The defendants filed a motion to dismiss, which was denied by the U.S. District Court for the Northern District of Georgia. The defendants then filed a motion to compel arbitration, seeking to hold Mason and Burnett to arbitration agreements that the defendants claimed Mason and Burnett agreed to when they obtained credit accounts online, which was ultimately denied. The defendants then filed an interlocutory appeal with the Eleventh Circuit.
The crux of the interlocutory appeal turned on whether Mason and Burnett agreed to arbitrate. The defendants claimed that as part of opening the credit card account, Mason agreed to arbitrate by assenting to a clickwrap agreement that was part of his online application. The defendants also argued that Mason was mailed a welcome packet containing the agreement, along with the credit card, which he used upon receipt.
In support of these arguments, the defendants cited a declaration from the original creditor. The court found that the declaration neither showed the actual application form that Mason filled out and agreed to online nor demonstrated that the online application contained an arbitration provision. Thus, the Eleventh Circuit had no evidence that Mason saw and was required to agree to the arbitration provision when applying.
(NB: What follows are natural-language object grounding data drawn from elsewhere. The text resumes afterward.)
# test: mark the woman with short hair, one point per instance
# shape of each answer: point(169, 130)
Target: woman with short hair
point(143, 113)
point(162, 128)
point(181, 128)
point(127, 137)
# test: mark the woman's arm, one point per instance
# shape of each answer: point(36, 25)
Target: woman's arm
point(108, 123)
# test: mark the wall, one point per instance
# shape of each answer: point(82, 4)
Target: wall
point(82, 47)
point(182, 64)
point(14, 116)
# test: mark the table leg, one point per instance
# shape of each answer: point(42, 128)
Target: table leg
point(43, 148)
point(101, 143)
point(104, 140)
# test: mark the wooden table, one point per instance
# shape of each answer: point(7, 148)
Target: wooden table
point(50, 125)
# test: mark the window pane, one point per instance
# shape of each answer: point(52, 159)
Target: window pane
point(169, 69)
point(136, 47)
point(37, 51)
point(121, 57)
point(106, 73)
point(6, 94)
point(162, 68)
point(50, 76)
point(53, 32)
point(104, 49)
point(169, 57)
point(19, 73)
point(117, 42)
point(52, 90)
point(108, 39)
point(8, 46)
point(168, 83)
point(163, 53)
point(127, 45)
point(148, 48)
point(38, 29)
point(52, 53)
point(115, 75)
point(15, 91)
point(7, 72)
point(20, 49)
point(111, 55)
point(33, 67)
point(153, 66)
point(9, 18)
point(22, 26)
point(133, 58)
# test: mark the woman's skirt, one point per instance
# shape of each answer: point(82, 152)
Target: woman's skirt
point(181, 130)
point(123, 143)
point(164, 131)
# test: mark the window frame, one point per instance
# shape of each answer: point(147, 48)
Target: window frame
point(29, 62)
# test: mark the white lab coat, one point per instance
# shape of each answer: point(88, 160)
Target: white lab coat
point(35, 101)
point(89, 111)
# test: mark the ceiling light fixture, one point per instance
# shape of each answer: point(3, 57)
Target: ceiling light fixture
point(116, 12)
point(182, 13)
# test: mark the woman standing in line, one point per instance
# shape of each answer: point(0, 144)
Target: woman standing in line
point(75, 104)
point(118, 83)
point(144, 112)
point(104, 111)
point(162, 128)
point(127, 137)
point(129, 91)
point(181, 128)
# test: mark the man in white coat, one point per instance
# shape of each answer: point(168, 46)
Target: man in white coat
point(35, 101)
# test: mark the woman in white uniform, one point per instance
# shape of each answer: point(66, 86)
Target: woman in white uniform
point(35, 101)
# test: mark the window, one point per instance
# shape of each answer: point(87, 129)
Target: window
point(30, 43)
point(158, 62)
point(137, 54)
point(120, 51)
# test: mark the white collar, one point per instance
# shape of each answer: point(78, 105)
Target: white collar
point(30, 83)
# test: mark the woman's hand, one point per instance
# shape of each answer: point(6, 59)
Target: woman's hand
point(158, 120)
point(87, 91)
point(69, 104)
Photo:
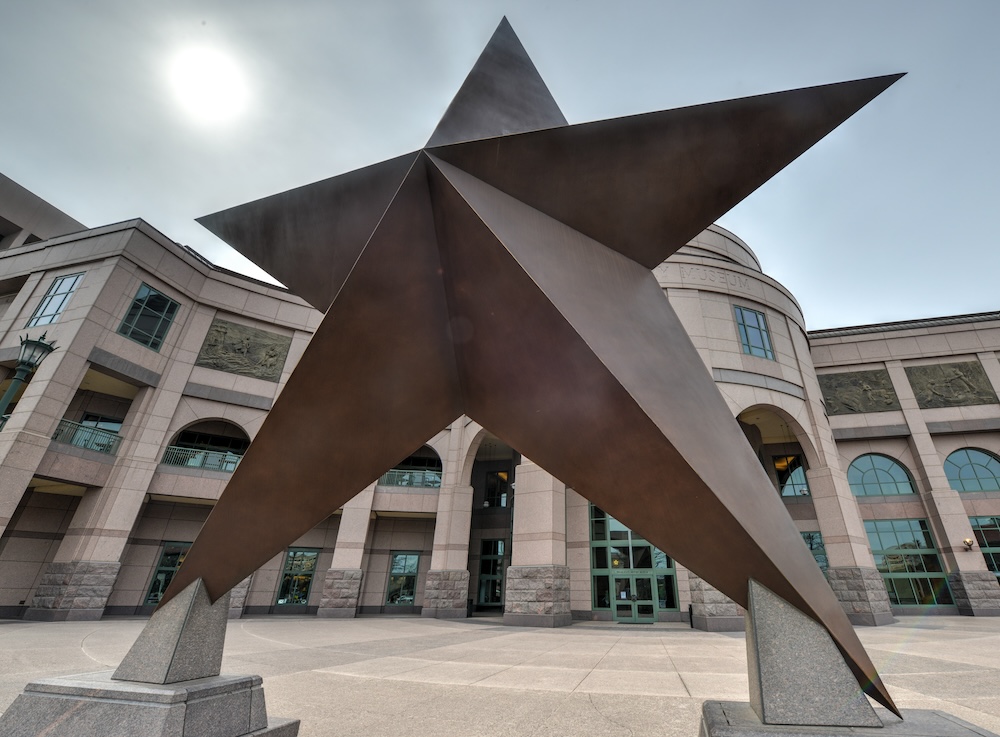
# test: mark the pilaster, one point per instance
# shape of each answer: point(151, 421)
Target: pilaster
point(538, 581)
point(342, 583)
point(974, 588)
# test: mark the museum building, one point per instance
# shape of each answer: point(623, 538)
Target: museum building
point(883, 442)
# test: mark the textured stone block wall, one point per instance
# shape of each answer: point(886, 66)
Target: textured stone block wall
point(975, 592)
point(446, 593)
point(540, 592)
point(862, 593)
point(341, 591)
point(74, 590)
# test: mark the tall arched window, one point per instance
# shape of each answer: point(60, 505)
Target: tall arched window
point(877, 475)
point(973, 469)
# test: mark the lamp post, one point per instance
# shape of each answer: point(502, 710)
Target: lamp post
point(33, 352)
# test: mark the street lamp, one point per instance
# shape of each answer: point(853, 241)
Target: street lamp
point(33, 352)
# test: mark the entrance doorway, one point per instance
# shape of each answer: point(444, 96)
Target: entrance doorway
point(634, 599)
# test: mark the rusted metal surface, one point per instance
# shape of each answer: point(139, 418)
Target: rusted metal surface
point(506, 276)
Although the defendants claimed that the agreement was also mailed to Mason, the Eleventh Circuit rejected the defendants’ application of the “mailbox rule,” finding that they failed to present any “competent evidence” proving they knew that the agreement had been mailed. The court, therefore, affirmed the lower court’s denial of the defendants’ motion to compel arbitration as to Mason.
Conversely, as to Burnett, the Eleventh Circuit found that the defendants provided a much more definitive declaration, which was sufficient to trigger the mailbox rule’s presumption that Burnett received the agreement, including the arbitration agreement contained within it. Thus, the Eleventh Circuit reversed the district court’s denial of the motion to compel arbitration as to Burnett.
Mason v. Midland Funding LLC, No. 18-14019 (11th Cir. May 13, 2020).